Le royaume des Deux-Siciles doit faire face à une agitation anti-bourbonienne dans l'île de Sicile et présente des faiblesses. Tout d'abord, son monarque, François II, est jeune et inexpérimenté : il n'a que vingt-trois ans lorsqu'il succède à son père Ferdinand II le 22 mai 1859, moins d'un an avant l'expédition. D'autre part, le royaume est devenu une présence encombrante pour le Royaume-Uni, avec qui les relations sont très mauvaises depuis 1836 et la Question des soufres. Enfin, le Royaume-Uni soutient le royaume de Sardaigne afin de contrer la politique française dans la péninsule. Les autres puissances européennes telles que l'Espagne, l'Autriche et la Russie, plus réactionnaires, se placent du côté des Deux-Siciles, mais conservent une attitude attentiste. Dans une Europe ainsi partagée, le royaume des Deux-Siciles se retrouve quelque peu isolé et ne peut plus compter que sur ses propres forces.
Le royaume du Sud est encore l'État le plus grand, et, théoriquement, le plus puissant de la péninsule. Il peut compter sur une armée de 93 000 hommes, auxquels s'ajoutent quatre régiments auxiliaires de mercenaires, et la flotte la plus puissante de toute la mer Méditerranée : onze frégates modernes, cinq corvettes et six brigantins à vapeur, ainsi que différents types de voiliers.
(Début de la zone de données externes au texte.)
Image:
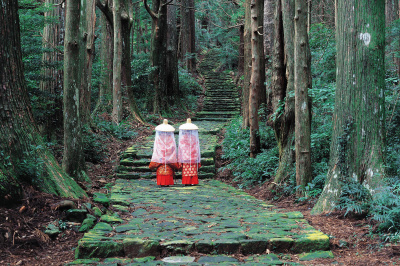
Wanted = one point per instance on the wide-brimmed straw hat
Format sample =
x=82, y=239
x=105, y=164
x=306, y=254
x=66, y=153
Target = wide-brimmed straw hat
x=164, y=127
x=188, y=125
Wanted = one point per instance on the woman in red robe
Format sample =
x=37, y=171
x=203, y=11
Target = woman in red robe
x=189, y=153
x=164, y=154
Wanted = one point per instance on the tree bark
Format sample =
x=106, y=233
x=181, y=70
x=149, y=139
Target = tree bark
x=106, y=59
x=302, y=83
x=126, y=24
x=87, y=27
x=254, y=92
x=51, y=85
x=268, y=46
x=283, y=87
x=188, y=35
x=172, y=55
x=24, y=156
x=358, y=137
x=164, y=94
x=247, y=64
x=117, y=63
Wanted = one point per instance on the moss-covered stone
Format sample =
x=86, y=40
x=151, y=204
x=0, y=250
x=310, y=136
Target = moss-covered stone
x=178, y=246
x=280, y=244
x=98, y=249
x=93, y=261
x=87, y=224
x=101, y=198
x=316, y=255
x=250, y=246
x=137, y=247
x=76, y=215
x=311, y=242
x=270, y=259
x=111, y=218
x=52, y=230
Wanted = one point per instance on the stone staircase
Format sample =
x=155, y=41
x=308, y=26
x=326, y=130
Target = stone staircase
x=222, y=100
x=135, y=160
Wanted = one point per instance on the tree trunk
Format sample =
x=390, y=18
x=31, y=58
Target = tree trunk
x=87, y=27
x=172, y=56
x=126, y=24
x=283, y=87
x=51, y=85
x=302, y=83
x=188, y=35
x=162, y=99
x=106, y=59
x=117, y=63
x=254, y=92
x=73, y=158
x=268, y=46
x=23, y=155
x=247, y=64
x=358, y=137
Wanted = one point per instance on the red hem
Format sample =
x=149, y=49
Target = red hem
x=190, y=180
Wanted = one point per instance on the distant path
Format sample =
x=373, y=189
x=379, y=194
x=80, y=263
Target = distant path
x=212, y=220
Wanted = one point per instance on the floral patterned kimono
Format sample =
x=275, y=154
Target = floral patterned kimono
x=164, y=158
x=189, y=156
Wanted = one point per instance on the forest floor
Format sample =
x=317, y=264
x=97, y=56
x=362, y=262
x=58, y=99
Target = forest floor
x=22, y=241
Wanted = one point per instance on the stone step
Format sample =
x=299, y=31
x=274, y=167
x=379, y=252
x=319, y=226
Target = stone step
x=211, y=218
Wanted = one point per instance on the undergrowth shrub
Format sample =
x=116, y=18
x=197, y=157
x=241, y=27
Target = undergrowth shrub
x=236, y=146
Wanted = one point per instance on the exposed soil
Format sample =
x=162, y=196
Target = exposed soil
x=22, y=241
Enfin, comme Ferdinand II le dit, le royaume est protégé par « l'eau salée et l'eau bénite » (« dall'acqua salata e dall'acqua benedetta »), c'est-à-dire par la mer et la présence des États pontificaux qui, protégés par la France, font office d'État tampon et empêchent toute invasion terrestre du royaume.
Une action amorcée par François II en accord avec l'empereur François-Joseph a lieu à l'automne-hiver 1859 et revêt une importance particulière : les deux monarques soutiennent les revendications de Pie IX, de Léopold II de Toscane et des ducs de Modène et de Parme pour reprendre leurs possessions territoriales en Italie centrale. L'initiative s'oppose en fait directement aux intérêts de Turin et, par conséquent, de Paris, au moment où Napoléon III, pour justifier la guerre contre l'Autriche devant l'opinion publique française, doit annexer les territoires (objet des accords de Plombières) à la France.
Pour soumettre les Deux-Siciles, le royaume de Sardaigne a besoin d'une raison valable d'intervenir : il ne s'agit pas d'émettre une déclaration de guerre contre le royaume des Bourbons, Cavour s'étant toujours présenté comme l'instrument du maintien de l'ordre auprès des puissances européennes. Le seul événement qui satisferait cette exigence serait un soulèvement de l'intérieur, qui prouverait la désaffection de la population envers la dynastie régnant sur Naples et, surtout, l'incapacité de François II à garantir l'ordre public dans ses territoires.
La Sicile est un terrain propice, comme le montre l'histoire des décennies précédentes. Les libéraux méridionaux, particulièrement ceux rentrés au pays après les amnisties accordées par le jeune roi après son accession sur le trône en mai 1859, travaillent dans ce sens.